Im Mai 2005 nahm ich in der Reha in Bad Wildbad das Angebot einer Hippotherapie in Anspruch. Dort war ich nach einem schweren MS-Schub mehrere Wochen lang. Es gefiel mir sofort sehr gut auf dem Pferderücken. Nach der Reha rückte die regelmäßige Freude an einem solchen Erlebnis in weite Ferne. Wo sollte ich zu Hause oder in der näheren Umgebung eine Hippotherapie machen können?

Durch eine glückliche Fügung, an Zufall glaube ich schon lange nicht mehr, kam ich in den Sonnenhof in Ebersbach, 2 Minuten von meiner Wohnung entfernt. Dort kann ich nun seit 5 Monaten einem wunderschönen Hobby nachgehen. Der Schub ist nahezu überstanden, so dass ich von der reinen Hippotherapie weg bin und jetzt tatsächlich Reiten lernen darf. Ein typischer Mädchen-Kindheitstraum geht in Erfüllung.
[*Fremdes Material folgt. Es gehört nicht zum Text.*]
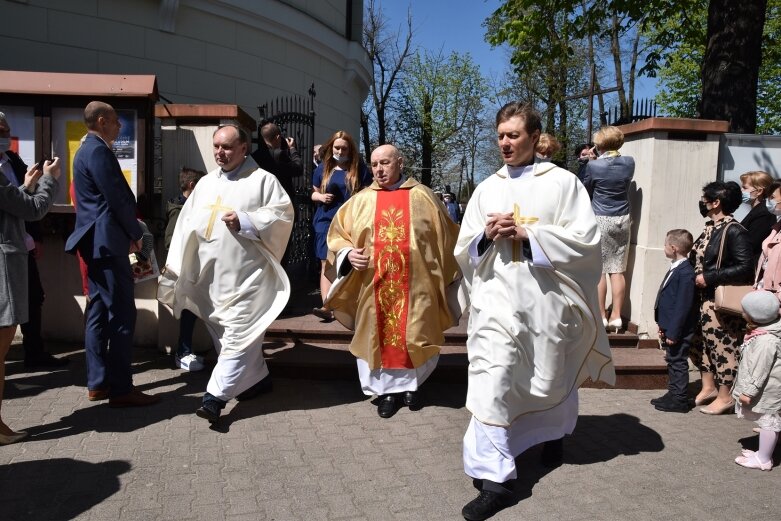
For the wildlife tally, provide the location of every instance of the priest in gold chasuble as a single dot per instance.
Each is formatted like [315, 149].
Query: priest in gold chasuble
[224, 266]
[392, 246]
[529, 250]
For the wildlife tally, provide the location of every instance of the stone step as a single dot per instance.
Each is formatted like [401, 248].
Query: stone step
[303, 346]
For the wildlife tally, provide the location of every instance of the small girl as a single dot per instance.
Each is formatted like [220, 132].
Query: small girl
[757, 389]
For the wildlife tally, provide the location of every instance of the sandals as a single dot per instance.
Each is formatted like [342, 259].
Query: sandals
[751, 461]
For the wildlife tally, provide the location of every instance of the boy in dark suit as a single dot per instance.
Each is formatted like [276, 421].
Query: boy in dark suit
[673, 314]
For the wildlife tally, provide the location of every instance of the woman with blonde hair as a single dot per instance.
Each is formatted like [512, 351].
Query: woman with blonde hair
[607, 180]
[340, 175]
[758, 221]
[547, 146]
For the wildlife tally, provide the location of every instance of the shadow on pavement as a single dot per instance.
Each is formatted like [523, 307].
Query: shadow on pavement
[56, 489]
[292, 395]
[596, 439]
[602, 438]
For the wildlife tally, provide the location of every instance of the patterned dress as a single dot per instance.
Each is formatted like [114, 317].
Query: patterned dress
[717, 338]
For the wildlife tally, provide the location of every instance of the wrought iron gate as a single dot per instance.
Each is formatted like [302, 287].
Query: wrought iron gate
[295, 117]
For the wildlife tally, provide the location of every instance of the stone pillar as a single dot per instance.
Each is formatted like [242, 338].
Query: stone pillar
[674, 159]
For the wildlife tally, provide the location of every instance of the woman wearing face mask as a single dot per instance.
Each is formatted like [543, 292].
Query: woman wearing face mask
[718, 336]
[768, 274]
[759, 220]
[340, 175]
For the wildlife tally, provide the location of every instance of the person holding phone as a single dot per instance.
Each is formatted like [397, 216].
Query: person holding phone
[16, 172]
[18, 205]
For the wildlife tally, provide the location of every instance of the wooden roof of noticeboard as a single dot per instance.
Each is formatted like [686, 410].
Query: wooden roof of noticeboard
[71, 84]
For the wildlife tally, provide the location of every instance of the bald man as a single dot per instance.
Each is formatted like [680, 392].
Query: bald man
[106, 231]
[224, 266]
[393, 246]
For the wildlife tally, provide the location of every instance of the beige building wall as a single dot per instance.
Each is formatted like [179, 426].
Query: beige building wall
[242, 52]
[674, 159]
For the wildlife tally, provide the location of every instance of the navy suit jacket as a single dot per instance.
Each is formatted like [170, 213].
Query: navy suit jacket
[674, 308]
[105, 207]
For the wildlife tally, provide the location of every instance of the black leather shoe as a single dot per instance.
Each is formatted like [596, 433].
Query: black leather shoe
[388, 406]
[45, 360]
[553, 453]
[412, 400]
[209, 411]
[672, 405]
[666, 396]
[262, 387]
[485, 505]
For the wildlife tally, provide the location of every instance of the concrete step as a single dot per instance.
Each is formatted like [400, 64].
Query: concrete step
[303, 346]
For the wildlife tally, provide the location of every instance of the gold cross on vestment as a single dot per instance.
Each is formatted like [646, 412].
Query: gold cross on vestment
[216, 207]
[519, 220]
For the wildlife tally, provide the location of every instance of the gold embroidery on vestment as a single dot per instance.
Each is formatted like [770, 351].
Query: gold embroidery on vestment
[520, 220]
[391, 264]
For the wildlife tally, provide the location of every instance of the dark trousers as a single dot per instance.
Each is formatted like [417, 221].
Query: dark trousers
[31, 330]
[677, 356]
[186, 326]
[110, 322]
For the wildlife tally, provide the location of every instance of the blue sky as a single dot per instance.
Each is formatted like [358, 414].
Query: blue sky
[453, 25]
[456, 25]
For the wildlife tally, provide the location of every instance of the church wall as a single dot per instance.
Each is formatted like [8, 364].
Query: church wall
[244, 52]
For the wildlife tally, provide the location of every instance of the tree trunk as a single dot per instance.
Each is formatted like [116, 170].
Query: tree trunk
[615, 50]
[427, 141]
[365, 137]
[730, 68]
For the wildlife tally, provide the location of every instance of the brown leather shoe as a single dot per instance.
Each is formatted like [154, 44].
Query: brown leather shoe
[134, 398]
[97, 395]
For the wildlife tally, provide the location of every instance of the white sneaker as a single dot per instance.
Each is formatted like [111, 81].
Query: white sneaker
[190, 363]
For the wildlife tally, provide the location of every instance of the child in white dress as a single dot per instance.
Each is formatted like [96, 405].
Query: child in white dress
[757, 389]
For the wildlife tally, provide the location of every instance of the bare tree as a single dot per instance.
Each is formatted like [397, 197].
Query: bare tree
[387, 51]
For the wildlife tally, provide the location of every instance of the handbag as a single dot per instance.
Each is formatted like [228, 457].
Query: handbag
[727, 299]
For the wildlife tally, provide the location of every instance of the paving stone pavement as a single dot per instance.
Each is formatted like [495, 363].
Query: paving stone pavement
[316, 450]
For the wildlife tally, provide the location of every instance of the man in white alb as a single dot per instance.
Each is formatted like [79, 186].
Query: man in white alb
[224, 266]
[530, 253]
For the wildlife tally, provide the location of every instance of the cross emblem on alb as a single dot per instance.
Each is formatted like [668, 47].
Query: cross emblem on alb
[216, 207]
[519, 220]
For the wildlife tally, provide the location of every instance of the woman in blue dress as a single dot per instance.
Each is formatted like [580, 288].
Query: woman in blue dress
[340, 175]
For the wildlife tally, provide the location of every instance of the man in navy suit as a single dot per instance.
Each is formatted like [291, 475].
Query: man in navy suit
[106, 231]
[673, 313]
[14, 169]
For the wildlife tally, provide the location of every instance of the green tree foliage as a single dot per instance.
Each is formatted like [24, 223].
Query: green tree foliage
[554, 45]
[680, 78]
[441, 96]
[730, 58]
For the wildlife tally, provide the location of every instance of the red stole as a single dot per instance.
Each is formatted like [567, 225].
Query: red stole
[391, 276]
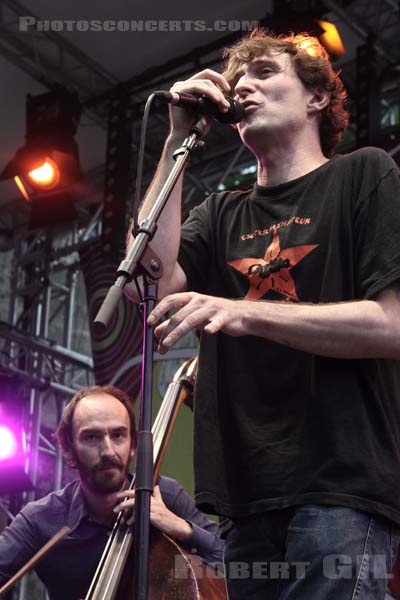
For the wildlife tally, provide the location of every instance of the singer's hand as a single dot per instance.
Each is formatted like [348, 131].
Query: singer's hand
[198, 311]
[208, 83]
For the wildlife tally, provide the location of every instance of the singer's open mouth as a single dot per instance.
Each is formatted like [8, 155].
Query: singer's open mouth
[247, 104]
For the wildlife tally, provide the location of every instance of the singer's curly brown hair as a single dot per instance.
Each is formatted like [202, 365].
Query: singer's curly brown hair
[63, 433]
[312, 65]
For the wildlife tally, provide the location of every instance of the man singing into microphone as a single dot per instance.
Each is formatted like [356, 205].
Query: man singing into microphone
[294, 286]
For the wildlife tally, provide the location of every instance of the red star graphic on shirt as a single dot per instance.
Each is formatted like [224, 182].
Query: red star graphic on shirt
[280, 281]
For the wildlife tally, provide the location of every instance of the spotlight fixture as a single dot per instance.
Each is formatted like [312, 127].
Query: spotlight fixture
[48, 163]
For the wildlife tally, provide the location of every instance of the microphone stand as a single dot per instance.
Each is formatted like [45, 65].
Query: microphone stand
[141, 260]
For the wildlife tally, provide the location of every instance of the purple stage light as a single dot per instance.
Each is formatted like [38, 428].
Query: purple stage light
[8, 443]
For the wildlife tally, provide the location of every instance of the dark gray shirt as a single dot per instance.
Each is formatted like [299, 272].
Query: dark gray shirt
[67, 571]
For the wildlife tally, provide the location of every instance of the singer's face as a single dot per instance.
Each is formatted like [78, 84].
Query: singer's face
[102, 442]
[274, 97]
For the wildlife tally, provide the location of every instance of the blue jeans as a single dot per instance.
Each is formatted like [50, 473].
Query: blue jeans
[310, 553]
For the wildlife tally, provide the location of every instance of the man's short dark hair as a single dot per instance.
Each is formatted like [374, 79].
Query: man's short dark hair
[312, 65]
[63, 433]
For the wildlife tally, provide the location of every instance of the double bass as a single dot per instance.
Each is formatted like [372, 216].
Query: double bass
[173, 573]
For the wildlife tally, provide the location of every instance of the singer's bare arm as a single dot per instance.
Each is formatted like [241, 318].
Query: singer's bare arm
[359, 329]
[166, 240]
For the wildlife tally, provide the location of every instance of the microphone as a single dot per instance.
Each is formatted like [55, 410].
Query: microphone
[204, 106]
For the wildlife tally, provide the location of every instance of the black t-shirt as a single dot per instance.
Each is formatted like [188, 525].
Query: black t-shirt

Meine Freunde können nicht fassen, wie ich neben Beruf und weiteren Beschäftigungen die Zeit aufbringe, um 3-4 mal in der Woche stundenlang im Stall zu verbringen. „Wenn etwas einem wichtig ist, ist vieles möglich“, sage ich dann. Windfeuer, „mein“ Pferd, ist wichtig für mich geworden, er und auch seine Besitzerin Ursula, die mir geduldig beibringt, ihn zu satteln, auf ihn hochzukommen und auf ihm durch die Halle zu reiten. Ich kann medizinisch nicht erklären, was in meinem Körper durch die Arbeit auf und mit Windfeuer vor sich geht. Ich weiß aber definitiv, dass er mich nach noch so schwierigen Tagen im Büro von der Palme und zur Ruhe bringt und ich die Zeit unglaublich genieße.

Vor einem halben Jahr betrug meine maximale Gehstrecke 50 m mit einem ataktischen linken Bein. Gewicht konnte ich beim Gehen überhaupt keines tragen, das machte das Gleichgewicht nicht mit und die Kraft hierzu fehlt auch, die Fußheber schleiften vor sich hin.
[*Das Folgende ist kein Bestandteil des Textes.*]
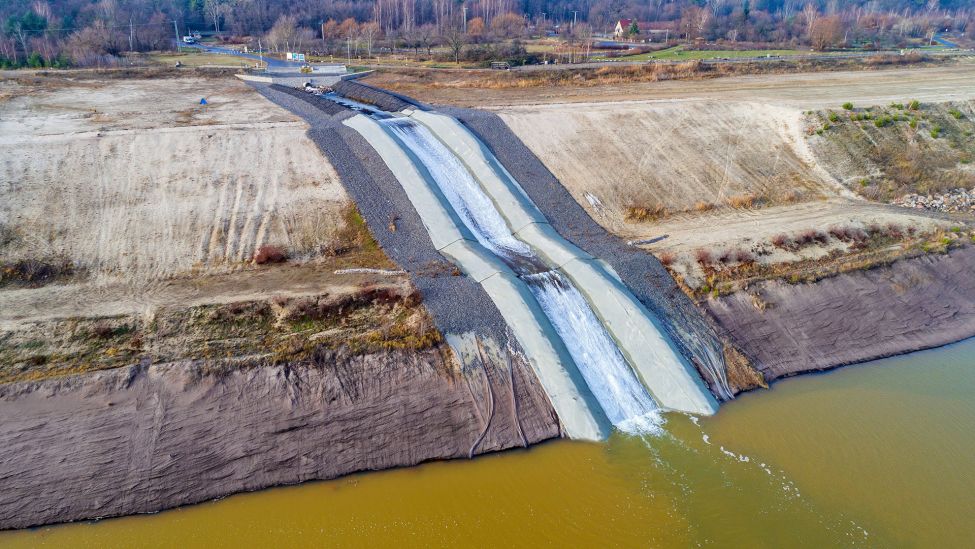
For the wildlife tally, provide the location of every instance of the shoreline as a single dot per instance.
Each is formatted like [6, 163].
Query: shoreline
[94, 398]
[146, 438]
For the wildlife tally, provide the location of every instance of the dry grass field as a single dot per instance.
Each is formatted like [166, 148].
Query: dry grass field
[135, 179]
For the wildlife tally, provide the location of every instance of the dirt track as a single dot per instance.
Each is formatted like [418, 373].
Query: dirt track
[136, 180]
[803, 90]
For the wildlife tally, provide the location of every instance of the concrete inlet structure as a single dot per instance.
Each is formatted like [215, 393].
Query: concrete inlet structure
[672, 382]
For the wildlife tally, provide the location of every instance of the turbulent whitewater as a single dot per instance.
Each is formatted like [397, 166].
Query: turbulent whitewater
[625, 400]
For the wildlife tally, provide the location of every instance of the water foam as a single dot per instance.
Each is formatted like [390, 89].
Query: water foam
[625, 400]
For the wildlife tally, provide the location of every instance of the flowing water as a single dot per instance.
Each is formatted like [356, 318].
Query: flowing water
[876, 455]
[625, 400]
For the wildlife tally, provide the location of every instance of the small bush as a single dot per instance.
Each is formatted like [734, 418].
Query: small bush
[269, 254]
[742, 201]
[644, 213]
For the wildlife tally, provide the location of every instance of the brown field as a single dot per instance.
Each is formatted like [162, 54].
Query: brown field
[723, 167]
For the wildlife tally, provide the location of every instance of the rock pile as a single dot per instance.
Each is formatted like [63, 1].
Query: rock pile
[957, 200]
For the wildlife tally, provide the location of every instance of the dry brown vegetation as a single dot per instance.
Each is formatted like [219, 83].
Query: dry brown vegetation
[411, 80]
[133, 179]
[742, 376]
[886, 152]
[857, 248]
[279, 330]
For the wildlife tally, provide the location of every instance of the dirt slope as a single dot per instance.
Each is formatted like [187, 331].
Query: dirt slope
[136, 180]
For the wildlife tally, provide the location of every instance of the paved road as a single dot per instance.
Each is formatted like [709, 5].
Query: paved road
[272, 63]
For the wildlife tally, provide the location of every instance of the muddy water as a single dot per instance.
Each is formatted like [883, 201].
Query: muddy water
[874, 455]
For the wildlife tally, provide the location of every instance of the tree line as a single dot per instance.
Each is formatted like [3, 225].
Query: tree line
[54, 33]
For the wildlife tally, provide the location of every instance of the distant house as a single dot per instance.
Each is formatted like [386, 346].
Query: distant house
[649, 31]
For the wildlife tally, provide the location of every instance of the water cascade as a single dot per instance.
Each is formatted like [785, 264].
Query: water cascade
[623, 398]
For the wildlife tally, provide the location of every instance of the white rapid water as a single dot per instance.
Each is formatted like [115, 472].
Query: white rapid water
[625, 400]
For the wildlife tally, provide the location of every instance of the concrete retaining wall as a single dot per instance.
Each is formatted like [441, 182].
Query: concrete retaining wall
[580, 413]
[673, 382]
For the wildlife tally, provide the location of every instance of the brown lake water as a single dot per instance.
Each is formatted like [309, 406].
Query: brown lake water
[875, 455]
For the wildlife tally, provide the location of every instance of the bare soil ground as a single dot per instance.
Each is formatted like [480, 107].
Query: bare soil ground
[887, 151]
[146, 209]
[134, 179]
[800, 90]
[727, 167]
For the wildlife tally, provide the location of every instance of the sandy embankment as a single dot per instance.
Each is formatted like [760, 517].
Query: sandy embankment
[160, 203]
[681, 152]
[911, 305]
[143, 439]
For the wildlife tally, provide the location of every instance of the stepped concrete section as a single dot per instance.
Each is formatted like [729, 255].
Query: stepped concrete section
[576, 406]
[670, 378]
Heute trage ich nach 30 Minuten Reiten und 2-stündiger Pferdepflege den Sattel in die Sattelkammer, laufe im Stall jedes Mal einige hundert Meter, der Fußheber macht fast keine Probleme. Und selbst wenn, würde ich das durch die Ablenkung und Freude im Stall gar nicht so sehr merken.

Reiten ist für mich Sport, Krankengymnastik, viel Zeit an der frischen Luft und die beste Therapieform, die mir nach 10 Jahren mit MS und vielen verschiedenen Therapieversuchen begegnet ist.

Windfeuer wird mich nicht gesund machen können, doch er gibt mir so viel Freude, dass ich jetzt schon vor einem nächsten Schub Sorgen habe, denn das würde heißen, ihn einige Wochen nicht mehr sehen, geschweige denn reiten zu können. Also genieße ich es jetzt, ihn alle zwei Tage zu besuchen und freue mich, wenn er mir am Eingang schon entgegenwiehert und mich auf der Suche nach Leckerlies vollschlabbert.

 

Ein großes Glück der Erde liegt auf und um den Rücken dieses Pferdes!